Operational continuity:

  • Can clinical operations continue without the AI?
  • Have you maintained capability to work without it?
  • Is there a transition plan if you discontinue?

Data portability:

  • Can you export data from the AI system?
  • In what format?
  • Who owns derived data (AI outputs, performance data)?

Decision triggers:

  • Under what circumstances would you discontinue?
  • Who makes that decision?
  • How quickly could discontinuation happen?

Red flags:

  • Long-term contracts with no exit
  • Complete dependency on AI with no fallback
  • No clarity on data ownership
  • No defined decision process for discontinuation

Using These Questions

Before any clinical AI implementation, work through these questions. Write down your answers. Share them with stakeholders.
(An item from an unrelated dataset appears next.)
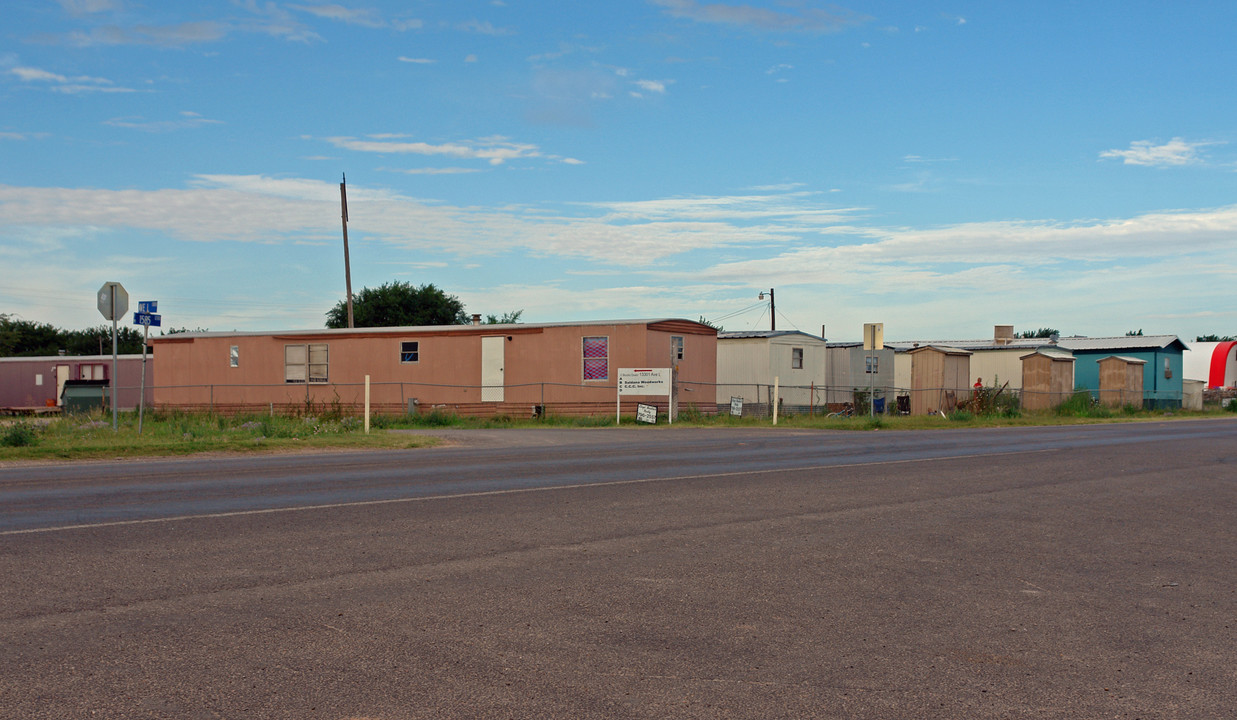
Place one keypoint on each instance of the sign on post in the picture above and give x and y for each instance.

If you can’t answer them clearly, you’re not ready.

These questions don’t guarantee success. But they reveal gaps that, if addressed, improve your chances significantly.

And sometimes, the right answer is “not yet” or “not this AI.” Knowing when to wait is as important as knowing when to proceed.


Dr. Rebecca Liu is a health informatics specialist and former Chief Clinical Information Officer. She advises healthcare organisations on clinical AI strategy and implementation.